COLUMBIA — The Missouri Department of Conservation is working with state and federal agriculture investigators to piece together the path of a captive white-tailed deer that tested positive for chronic wasting disease.
Lonnie Hansen, resource scientist for the Missouri Department of Conservation, said Friday that investigators were trying to track details associated with the captive deer that tested positive.
The deer was found in northeast Missouri at one of nine farms in the state that raise deer for recreational hunting.
Tim Ripperger, deputy director of the Department of Conservation, said his agency was following its contingency plan for dealing with the disease, including tests on the wild deer population around the Linn County farm.

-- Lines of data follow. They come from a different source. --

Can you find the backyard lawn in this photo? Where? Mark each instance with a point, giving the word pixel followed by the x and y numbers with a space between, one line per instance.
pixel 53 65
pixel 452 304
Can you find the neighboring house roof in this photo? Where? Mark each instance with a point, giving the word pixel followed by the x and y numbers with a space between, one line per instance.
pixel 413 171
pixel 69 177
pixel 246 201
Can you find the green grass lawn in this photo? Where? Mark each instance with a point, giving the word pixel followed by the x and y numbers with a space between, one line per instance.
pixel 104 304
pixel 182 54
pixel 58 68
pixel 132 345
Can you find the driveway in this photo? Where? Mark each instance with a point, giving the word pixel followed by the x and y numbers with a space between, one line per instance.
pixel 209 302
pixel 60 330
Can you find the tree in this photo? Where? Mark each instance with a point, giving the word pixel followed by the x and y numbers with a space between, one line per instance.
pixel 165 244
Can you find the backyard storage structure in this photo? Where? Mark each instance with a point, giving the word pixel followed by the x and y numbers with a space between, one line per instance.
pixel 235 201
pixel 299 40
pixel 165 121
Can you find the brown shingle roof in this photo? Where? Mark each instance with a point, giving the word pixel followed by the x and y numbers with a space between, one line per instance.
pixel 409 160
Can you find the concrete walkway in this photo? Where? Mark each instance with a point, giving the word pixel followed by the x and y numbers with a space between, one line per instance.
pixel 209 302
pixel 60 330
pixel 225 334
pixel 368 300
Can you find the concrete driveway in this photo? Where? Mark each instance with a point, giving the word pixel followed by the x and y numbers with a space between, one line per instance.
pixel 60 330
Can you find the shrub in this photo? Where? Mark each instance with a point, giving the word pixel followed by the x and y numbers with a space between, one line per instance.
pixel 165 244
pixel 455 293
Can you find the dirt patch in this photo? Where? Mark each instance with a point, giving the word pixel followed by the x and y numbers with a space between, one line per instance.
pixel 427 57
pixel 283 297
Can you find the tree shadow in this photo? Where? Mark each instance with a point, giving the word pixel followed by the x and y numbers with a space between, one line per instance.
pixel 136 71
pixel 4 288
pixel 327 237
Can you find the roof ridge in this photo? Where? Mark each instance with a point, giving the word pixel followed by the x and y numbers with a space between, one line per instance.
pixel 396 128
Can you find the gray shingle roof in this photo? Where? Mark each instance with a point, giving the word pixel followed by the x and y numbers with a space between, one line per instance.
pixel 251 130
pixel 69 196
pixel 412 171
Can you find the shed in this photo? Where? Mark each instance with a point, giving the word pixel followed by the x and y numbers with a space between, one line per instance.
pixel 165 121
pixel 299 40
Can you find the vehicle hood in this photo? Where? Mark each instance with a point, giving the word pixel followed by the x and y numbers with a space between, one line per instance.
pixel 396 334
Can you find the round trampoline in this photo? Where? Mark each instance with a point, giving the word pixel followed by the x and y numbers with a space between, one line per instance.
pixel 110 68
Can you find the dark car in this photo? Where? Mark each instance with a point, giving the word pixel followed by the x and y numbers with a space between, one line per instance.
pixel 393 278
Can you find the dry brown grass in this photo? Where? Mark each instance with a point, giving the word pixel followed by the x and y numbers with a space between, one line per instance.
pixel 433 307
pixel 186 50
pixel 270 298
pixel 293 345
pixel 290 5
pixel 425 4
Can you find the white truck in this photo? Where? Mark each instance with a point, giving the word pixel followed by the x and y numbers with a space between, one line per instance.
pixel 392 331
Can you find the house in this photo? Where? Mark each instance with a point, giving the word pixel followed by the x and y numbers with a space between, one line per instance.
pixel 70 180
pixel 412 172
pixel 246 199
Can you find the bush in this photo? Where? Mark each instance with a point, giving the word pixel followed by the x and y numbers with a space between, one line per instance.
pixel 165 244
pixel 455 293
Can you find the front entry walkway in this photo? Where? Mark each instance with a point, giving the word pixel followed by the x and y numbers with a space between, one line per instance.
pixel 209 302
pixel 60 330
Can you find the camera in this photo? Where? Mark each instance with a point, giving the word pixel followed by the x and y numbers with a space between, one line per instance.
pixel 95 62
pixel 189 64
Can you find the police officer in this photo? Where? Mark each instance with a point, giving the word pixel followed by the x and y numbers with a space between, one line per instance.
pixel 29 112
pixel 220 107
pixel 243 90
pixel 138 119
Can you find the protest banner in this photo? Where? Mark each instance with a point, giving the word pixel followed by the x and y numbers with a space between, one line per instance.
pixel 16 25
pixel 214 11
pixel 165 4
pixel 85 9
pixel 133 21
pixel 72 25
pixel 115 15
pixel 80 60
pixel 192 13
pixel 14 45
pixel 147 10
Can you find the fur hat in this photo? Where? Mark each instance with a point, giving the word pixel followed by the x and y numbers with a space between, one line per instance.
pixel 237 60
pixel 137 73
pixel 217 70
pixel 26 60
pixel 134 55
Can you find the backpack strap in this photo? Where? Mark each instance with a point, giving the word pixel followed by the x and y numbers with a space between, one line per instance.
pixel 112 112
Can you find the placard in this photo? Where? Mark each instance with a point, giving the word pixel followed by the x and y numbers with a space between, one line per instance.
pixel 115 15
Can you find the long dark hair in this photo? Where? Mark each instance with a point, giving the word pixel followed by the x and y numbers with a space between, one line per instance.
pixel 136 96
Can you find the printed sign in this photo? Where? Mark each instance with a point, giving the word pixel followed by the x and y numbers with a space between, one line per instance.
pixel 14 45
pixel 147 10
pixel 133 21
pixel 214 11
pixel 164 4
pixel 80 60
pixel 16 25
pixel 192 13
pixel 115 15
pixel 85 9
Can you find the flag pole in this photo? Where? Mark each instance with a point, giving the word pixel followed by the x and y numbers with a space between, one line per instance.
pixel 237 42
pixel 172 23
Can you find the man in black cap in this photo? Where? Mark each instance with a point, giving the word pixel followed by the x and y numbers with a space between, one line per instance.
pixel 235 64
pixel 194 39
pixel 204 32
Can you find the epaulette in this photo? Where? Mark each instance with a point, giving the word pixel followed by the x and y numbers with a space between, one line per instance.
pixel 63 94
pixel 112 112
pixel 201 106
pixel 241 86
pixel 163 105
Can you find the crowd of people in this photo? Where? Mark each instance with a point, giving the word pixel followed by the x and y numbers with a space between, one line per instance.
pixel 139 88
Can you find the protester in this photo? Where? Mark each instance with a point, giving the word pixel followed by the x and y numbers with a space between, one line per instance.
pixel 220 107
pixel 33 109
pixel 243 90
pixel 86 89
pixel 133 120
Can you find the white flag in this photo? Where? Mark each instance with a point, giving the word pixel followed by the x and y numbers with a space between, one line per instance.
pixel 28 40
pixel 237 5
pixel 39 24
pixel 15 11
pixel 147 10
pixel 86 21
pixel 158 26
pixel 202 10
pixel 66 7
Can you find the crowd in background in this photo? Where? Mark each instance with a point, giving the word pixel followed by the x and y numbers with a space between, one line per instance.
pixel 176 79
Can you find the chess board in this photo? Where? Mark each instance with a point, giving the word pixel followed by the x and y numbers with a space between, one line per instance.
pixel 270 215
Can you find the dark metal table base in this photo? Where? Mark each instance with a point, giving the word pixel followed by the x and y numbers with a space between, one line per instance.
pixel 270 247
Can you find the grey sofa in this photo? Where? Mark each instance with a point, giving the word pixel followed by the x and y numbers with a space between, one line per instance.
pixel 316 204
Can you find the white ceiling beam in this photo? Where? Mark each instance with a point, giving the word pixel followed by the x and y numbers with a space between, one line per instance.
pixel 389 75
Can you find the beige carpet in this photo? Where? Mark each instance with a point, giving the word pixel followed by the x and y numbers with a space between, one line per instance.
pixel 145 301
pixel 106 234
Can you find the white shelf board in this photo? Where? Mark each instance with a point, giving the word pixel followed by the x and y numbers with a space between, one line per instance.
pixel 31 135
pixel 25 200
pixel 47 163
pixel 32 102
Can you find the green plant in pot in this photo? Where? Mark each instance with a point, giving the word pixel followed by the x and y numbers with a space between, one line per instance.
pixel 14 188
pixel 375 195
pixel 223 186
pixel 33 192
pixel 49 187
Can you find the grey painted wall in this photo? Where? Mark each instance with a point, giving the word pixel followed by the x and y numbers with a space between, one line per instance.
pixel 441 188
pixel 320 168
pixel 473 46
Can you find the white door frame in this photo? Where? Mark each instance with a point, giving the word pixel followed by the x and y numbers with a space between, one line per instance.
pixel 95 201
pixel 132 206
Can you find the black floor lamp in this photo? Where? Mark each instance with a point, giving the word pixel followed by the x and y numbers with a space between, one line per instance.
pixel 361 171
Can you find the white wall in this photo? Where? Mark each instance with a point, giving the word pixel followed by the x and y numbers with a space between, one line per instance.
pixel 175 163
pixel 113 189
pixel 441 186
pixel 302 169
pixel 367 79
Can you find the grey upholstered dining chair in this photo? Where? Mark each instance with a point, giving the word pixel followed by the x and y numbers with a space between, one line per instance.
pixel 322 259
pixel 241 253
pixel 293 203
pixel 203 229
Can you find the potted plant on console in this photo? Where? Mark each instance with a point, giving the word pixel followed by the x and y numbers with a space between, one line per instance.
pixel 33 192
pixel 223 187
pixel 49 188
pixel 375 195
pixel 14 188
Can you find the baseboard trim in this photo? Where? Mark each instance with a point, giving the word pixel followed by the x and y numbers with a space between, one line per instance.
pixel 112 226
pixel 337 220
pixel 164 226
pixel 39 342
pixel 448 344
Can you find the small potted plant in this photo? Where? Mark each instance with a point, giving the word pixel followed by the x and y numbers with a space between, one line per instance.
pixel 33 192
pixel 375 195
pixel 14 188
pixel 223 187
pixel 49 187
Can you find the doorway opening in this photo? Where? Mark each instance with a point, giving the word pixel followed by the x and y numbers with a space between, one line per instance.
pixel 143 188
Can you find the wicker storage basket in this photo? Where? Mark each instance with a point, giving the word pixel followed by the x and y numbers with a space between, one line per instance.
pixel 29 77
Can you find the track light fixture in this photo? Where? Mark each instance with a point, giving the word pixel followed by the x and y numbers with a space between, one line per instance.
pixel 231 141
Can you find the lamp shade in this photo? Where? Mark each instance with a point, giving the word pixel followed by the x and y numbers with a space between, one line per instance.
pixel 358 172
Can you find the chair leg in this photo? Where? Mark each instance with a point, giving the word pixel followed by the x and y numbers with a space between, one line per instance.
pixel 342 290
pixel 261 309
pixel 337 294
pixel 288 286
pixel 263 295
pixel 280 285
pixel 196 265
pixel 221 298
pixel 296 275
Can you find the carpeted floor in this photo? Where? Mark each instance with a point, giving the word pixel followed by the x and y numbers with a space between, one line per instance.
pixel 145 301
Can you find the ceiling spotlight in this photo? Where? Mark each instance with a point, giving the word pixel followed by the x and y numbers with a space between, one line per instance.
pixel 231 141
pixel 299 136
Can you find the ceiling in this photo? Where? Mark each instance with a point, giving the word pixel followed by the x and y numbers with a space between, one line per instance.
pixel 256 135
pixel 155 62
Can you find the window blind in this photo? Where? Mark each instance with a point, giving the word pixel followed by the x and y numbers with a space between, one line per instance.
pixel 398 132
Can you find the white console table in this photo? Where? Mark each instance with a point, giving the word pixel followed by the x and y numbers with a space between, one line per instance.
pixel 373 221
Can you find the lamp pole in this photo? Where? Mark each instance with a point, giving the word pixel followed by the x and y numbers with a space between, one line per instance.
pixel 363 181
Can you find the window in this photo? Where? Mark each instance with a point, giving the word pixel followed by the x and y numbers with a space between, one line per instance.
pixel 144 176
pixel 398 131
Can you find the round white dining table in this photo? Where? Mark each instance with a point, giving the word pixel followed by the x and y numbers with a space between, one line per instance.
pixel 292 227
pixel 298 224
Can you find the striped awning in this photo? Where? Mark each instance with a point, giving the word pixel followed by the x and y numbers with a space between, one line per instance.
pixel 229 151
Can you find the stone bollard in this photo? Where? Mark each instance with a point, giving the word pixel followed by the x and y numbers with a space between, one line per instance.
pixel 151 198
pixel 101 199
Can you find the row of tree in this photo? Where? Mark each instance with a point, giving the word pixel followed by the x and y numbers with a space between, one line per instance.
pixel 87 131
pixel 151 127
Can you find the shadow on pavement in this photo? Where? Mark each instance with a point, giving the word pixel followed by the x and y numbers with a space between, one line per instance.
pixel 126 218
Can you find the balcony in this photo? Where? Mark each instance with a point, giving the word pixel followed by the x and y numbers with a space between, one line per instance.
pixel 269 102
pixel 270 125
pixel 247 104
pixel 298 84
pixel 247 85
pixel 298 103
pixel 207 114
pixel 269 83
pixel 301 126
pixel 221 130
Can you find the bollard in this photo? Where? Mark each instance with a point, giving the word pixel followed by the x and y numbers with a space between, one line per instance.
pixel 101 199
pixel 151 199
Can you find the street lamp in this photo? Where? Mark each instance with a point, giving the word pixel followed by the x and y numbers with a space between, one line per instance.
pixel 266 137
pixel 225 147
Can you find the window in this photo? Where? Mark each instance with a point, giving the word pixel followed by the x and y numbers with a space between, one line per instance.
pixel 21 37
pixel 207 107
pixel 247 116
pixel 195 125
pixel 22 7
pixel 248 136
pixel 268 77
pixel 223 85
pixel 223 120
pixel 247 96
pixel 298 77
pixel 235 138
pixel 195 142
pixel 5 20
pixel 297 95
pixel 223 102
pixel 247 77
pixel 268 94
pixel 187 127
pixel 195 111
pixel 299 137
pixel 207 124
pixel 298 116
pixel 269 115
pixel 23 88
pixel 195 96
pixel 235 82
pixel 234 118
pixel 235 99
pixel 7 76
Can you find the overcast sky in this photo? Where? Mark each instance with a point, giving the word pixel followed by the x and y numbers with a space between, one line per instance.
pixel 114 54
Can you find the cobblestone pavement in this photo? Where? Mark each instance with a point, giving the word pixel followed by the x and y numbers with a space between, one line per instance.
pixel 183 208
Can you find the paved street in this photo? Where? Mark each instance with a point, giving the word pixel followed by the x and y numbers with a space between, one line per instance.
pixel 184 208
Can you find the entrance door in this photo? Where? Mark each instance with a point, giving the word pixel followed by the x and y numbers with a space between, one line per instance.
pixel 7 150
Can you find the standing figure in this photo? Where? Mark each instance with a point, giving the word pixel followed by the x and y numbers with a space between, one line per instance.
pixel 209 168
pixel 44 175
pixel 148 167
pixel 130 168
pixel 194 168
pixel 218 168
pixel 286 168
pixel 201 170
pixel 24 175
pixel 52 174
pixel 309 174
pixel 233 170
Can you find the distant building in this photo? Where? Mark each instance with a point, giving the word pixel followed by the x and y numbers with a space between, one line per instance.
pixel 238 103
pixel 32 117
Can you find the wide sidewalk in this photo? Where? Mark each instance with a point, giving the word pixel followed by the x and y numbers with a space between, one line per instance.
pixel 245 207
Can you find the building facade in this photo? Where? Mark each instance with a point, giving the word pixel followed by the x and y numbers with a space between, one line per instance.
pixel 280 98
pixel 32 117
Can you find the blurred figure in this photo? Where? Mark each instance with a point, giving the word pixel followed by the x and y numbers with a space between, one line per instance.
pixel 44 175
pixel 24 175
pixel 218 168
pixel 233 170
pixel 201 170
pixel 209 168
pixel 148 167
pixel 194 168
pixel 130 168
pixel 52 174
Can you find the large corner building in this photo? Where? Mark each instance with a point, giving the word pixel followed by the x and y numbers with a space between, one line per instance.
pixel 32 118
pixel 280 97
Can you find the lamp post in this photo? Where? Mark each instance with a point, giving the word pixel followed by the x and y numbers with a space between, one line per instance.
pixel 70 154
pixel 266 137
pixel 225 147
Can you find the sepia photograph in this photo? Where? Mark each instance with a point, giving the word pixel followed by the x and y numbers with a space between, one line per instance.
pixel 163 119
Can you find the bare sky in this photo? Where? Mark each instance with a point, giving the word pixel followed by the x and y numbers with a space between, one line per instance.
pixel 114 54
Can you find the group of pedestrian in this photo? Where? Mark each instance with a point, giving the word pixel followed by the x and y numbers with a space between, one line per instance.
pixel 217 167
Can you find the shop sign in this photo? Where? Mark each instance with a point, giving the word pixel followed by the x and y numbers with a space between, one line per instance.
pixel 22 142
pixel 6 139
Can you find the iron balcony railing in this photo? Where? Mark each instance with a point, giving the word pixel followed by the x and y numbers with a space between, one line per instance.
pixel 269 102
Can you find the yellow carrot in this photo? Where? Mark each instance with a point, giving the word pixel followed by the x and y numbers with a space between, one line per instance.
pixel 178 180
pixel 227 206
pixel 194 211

The case of chronic wasting disease was the first reported in Missouri. Taylor Woods, state veterinarian for the Department of Animal Health, said the captive deer population at the several-thousand-acre farm where the brain-wasting disease was found has been quarantined.
The disease was found as part of routine screening and testing by the state that involves scanning the brain stems of dead or killed deer.
What happens in the free-ranging deer population depends on how many, if any, positive cases are found in the area surrounding the captive facility. Hansen said that if a small number is found to be infected, efforts will be made to prevent further spread. If the problem proves to be widespread in free-ranging deer, Hansen said, at some point, the Conservation Department might have to make adjustments to the hunting season.
The discovery of chronic wasting disease in Missouri could cost the captive deer industry "millions of dollars," Wood said.